Num só dia de vendas, o Dia dos Solteiros, a empresa de vendas online chinesa Alibaba vendeu trinta mil e oitocentos milhões de dólares.

Para podermos perspetivar este valor, vou estabelecer algumas comparações: equivale a quase dois anos de vendas do Grupo Jerónimo Martins (21 meses), da GALP (20 meses), ou da EdP (20 meses) em 2017. Este valor daria para comprar cerca de um milhão e setecentos mil Peugeots ao preço médio de 2017. Ou ainda 165.000 apartamentos de 75m2 em Lisboa ao preço médio do mesmo ano. E mesmo a poderosa Apple, a empresa mais valiosa do mundo, necessitaria de 45 dias para lá chegar.

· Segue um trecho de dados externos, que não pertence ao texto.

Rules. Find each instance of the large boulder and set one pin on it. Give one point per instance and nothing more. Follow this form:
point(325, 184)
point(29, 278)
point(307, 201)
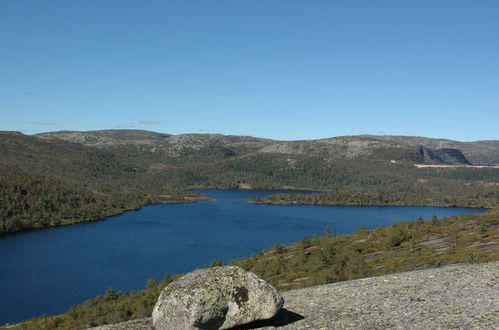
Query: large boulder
point(215, 298)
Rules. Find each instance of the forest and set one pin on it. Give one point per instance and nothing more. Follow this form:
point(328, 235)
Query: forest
point(48, 183)
point(328, 258)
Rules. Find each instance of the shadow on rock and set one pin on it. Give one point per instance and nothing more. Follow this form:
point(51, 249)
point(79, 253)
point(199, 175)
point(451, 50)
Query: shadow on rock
point(282, 318)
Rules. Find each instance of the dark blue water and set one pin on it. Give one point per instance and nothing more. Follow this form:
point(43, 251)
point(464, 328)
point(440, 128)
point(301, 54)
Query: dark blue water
point(45, 272)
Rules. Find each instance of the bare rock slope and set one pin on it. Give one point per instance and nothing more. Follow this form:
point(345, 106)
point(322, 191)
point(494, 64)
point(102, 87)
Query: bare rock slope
point(462, 296)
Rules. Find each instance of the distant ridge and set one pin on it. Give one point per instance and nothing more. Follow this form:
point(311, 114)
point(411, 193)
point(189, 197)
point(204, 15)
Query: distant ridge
point(413, 149)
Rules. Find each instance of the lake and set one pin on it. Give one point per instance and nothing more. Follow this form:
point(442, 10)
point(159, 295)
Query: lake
point(47, 271)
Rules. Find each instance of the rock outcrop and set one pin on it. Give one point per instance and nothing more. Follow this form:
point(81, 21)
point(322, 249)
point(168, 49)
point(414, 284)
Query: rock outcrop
point(464, 296)
point(215, 298)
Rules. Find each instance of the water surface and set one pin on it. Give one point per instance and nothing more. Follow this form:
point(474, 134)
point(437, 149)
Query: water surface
point(47, 271)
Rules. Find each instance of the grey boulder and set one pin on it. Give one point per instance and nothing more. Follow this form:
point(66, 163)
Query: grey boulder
point(215, 298)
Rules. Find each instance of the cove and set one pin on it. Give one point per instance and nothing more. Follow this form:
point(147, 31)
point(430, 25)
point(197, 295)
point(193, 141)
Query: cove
point(47, 271)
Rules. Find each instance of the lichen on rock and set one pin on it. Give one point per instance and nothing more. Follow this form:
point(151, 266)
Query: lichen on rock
point(215, 298)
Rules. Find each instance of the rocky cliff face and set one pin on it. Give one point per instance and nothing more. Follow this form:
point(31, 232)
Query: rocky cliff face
point(412, 149)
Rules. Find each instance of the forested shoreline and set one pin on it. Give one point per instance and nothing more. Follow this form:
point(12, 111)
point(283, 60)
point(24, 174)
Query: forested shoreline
point(46, 183)
point(329, 258)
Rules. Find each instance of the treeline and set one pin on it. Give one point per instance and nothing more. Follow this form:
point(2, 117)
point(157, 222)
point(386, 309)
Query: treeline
point(52, 182)
point(45, 184)
point(317, 260)
point(400, 247)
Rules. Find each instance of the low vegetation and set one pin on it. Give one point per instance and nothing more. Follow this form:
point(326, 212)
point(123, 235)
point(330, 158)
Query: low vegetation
point(316, 260)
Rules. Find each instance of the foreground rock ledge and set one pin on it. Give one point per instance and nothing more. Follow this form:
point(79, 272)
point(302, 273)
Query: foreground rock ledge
point(464, 296)
point(215, 298)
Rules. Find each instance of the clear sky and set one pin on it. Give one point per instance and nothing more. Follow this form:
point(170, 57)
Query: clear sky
point(277, 69)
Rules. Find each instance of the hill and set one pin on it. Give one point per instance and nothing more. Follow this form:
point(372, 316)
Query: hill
point(414, 149)
point(59, 178)
point(51, 183)
point(478, 152)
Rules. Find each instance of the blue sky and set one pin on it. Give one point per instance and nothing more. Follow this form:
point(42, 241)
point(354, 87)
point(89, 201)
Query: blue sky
point(277, 69)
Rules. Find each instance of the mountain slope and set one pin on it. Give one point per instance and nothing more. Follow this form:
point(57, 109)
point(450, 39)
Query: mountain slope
point(195, 147)
point(478, 152)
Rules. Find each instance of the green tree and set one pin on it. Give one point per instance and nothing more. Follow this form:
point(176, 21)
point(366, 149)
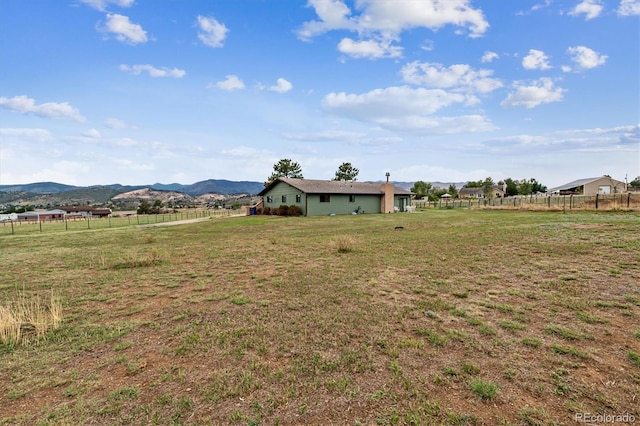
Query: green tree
point(453, 191)
point(473, 184)
point(512, 187)
point(346, 172)
point(524, 187)
point(421, 189)
point(285, 168)
point(537, 186)
point(487, 187)
point(144, 207)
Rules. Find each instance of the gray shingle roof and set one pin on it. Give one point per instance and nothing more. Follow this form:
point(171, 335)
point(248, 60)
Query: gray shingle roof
point(574, 184)
point(311, 186)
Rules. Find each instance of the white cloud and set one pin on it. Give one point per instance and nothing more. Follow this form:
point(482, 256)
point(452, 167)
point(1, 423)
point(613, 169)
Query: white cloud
point(370, 49)
point(629, 8)
point(539, 92)
point(91, 133)
point(212, 33)
point(102, 4)
point(114, 123)
point(539, 6)
point(590, 8)
point(536, 60)
point(124, 30)
point(586, 58)
point(405, 109)
point(459, 77)
point(281, 86)
point(37, 135)
point(231, 83)
point(153, 71)
point(343, 137)
point(379, 23)
point(57, 110)
point(489, 56)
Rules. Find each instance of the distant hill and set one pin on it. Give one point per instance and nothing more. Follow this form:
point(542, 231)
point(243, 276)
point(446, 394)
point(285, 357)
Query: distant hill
point(178, 187)
point(57, 194)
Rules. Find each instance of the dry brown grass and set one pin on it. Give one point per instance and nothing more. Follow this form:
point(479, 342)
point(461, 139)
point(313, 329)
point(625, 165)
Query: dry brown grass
point(459, 318)
point(28, 318)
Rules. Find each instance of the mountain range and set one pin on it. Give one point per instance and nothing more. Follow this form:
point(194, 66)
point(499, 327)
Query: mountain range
point(217, 191)
point(215, 186)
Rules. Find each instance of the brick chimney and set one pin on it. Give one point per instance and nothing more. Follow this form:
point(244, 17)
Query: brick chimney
point(387, 204)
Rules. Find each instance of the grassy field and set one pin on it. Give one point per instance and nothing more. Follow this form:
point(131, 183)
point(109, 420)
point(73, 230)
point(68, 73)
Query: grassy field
point(438, 317)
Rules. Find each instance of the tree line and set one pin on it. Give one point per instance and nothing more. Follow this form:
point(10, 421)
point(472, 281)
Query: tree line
point(287, 168)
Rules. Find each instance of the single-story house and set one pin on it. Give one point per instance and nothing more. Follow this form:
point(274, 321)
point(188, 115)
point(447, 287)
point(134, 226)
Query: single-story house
point(41, 216)
point(591, 186)
point(326, 197)
point(496, 192)
point(86, 211)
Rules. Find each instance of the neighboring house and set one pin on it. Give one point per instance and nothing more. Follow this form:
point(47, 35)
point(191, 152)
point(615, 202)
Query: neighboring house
point(496, 192)
point(591, 186)
point(41, 216)
point(324, 197)
point(86, 211)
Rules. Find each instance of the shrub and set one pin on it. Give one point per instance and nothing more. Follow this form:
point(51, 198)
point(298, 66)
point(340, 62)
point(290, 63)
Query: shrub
point(29, 316)
point(294, 211)
point(484, 389)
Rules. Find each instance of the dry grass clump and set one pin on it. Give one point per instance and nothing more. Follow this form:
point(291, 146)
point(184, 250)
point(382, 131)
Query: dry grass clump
point(26, 318)
point(344, 244)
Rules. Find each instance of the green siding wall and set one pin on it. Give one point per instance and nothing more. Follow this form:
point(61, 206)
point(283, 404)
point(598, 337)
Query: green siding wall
point(340, 204)
point(282, 189)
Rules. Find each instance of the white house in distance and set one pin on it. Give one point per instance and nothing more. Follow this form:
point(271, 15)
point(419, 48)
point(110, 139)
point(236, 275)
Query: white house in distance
point(591, 186)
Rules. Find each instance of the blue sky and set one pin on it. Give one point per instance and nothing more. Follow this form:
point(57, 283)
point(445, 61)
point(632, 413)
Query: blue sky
point(142, 91)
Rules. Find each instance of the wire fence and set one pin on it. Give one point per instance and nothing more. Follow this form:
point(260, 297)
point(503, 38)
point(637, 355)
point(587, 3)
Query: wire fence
point(75, 223)
point(601, 202)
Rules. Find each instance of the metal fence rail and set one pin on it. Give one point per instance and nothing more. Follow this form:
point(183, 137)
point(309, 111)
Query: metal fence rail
point(604, 202)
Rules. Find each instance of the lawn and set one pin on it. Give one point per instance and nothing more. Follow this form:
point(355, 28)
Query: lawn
point(436, 317)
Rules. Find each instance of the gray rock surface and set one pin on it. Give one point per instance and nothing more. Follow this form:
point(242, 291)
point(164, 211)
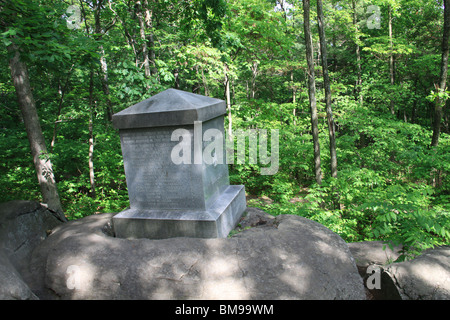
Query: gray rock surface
point(23, 225)
point(12, 285)
point(294, 258)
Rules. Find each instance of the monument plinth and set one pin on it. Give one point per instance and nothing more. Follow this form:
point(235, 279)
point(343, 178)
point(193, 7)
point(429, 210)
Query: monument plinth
point(177, 177)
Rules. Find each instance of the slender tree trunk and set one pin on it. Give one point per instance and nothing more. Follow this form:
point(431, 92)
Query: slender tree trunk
point(42, 162)
point(228, 101)
point(391, 60)
point(151, 42)
point(147, 72)
point(326, 83)
point(294, 103)
point(358, 55)
point(254, 74)
point(443, 76)
point(91, 135)
point(312, 92)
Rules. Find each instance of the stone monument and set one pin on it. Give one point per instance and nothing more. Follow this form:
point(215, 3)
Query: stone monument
point(177, 176)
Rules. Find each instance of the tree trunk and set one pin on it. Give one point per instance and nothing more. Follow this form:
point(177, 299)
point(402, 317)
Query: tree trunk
point(326, 83)
point(147, 72)
point(391, 60)
point(312, 92)
point(42, 162)
point(228, 101)
point(151, 41)
point(91, 135)
point(358, 55)
point(443, 76)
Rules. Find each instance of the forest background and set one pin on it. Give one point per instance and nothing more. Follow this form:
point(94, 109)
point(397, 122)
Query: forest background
point(86, 60)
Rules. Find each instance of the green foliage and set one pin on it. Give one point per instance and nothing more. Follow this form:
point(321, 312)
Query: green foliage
point(391, 185)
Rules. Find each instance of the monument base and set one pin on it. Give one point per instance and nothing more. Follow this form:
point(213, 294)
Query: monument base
point(216, 222)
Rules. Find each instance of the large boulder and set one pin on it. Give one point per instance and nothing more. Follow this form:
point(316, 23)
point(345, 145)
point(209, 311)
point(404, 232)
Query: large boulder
point(23, 225)
point(289, 258)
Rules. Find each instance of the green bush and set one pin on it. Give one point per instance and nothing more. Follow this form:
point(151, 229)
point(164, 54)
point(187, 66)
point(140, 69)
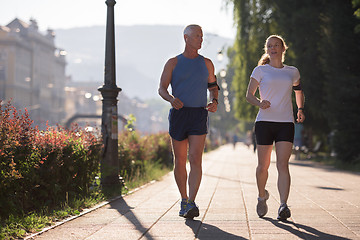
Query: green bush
point(136, 151)
point(42, 168)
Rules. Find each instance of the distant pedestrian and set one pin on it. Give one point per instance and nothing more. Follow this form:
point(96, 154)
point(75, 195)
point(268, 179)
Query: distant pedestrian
point(275, 121)
point(253, 139)
point(190, 75)
point(235, 139)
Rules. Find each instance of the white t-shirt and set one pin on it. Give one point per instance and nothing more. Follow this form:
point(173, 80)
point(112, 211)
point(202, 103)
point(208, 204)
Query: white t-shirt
point(275, 85)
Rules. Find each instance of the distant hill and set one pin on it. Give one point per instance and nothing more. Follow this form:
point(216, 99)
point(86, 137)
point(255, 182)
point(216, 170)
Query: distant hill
point(141, 52)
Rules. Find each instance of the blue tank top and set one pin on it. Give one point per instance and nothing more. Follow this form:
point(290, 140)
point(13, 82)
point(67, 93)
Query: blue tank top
point(189, 81)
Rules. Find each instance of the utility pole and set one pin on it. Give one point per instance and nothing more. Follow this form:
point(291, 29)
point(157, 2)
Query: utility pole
point(109, 127)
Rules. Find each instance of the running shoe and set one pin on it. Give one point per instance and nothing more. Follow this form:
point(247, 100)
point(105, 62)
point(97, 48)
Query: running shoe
point(284, 212)
point(183, 205)
point(191, 210)
point(261, 207)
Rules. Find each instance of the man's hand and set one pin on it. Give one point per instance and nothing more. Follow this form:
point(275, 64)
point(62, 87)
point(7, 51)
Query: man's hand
point(176, 103)
point(301, 116)
point(212, 107)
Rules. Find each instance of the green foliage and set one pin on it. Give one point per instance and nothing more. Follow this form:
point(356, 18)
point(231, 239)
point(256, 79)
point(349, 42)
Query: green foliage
point(136, 151)
point(46, 176)
point(254, 22)
point(323, 40)
point(42, 168)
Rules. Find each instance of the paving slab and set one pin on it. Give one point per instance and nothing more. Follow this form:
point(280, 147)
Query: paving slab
point(325, 204)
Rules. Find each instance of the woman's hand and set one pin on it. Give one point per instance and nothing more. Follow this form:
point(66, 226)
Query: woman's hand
point(264, 104)
point(301, 116)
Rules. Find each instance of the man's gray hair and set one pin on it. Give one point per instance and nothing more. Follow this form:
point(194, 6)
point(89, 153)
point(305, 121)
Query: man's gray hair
point(190, 28)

Nos últimos 30 anos, a China construiu uma rede de comboios de alta-velocidade com mais de cinco mil composições e 27.000 kms de via, dois terços de toda a rede mundial. Os Estados Unidos têm zero de ambos. A China investiu 126.000 milhões de dólares em energia renovável em 2017. Os Estados Unidos investiram 40.000 milhões. A China exporta 63% de todo o aço de construção do mundo, 48% dos ecrãs LCD, 30% dos telemóveis e 45% de todos os computadores. Em todas as áreas, a sua participação é crescente. A China lidera o mundo em licenciados, em utilizadores de internet e em donos de casa própria. Menos de 1% da população vive hoje na pobreza.

Em 1984, três quartos da população chinesa vivia em pobreza extrema. Foi nesse ano que o Simpósio de Economistas Jovens e de Meia-idade se reuniu com o propósito de libertar a capacidade de criação de riqueza que apenas o capitalismo parecia conseguir. Depois de muito se debruçarem sobre o assunto propuseram uma solução que viria a transformar o país e o mundo sem, no entanto, renegar os princípios da economia planificada: todas as empresas tinham que produzir a quota que lhes fosse atribuída mas poderiam vender o excesso de produção ao preço que quisessem, onde e quando quisessem.

Desde aquele longínquo ano que o Ocidente espera que a China sucumba sob a aparente contradição do seu sistema. Quanto mais prosperidade, mais o chinês comum pediria liberdades e acesso à partilha do poder. Era isso o esperado. Mas o tempo passa e quem sucumbe sob as suas contradições é o Ocidente, democrático na política, mas desigual na criação de riqueza. Democrático na informação, mas falso e manipulador na sua disseminação. Democrático nas liberdades, mas castrador no politicamente aceitável. Democrático na liberdade de circulação, mas discriminador nos que a podem exercer. Democrático na eleição dos seus líderes, mas autoritário naqueles que escolhe.

E é assim que um país com 1,3 mil milhões de cidadãos, com internet e comunicação social censuradas, com sistemas de vigilância de cidadãos sem par na história da humanidade, com total falta de exercício democrático do poder, ou da sua vigilância, é hoje mais próspero, mais estável e, para os seus, um melhor modelo social do que tudo o que se encontra por cá.

Perdemos a História quando nos convencemos que “as liberdades” são mais importantes que a liberdade económica. Mas, o “direito à busca da felicidade” passa sobretudo por aí. A democracia esboroa-se na exata medida em que cresce a desigualdade. Enquanto não resolvermos esta, não teremos aquela. E recuso-me a acreditar que a China seja o caminho.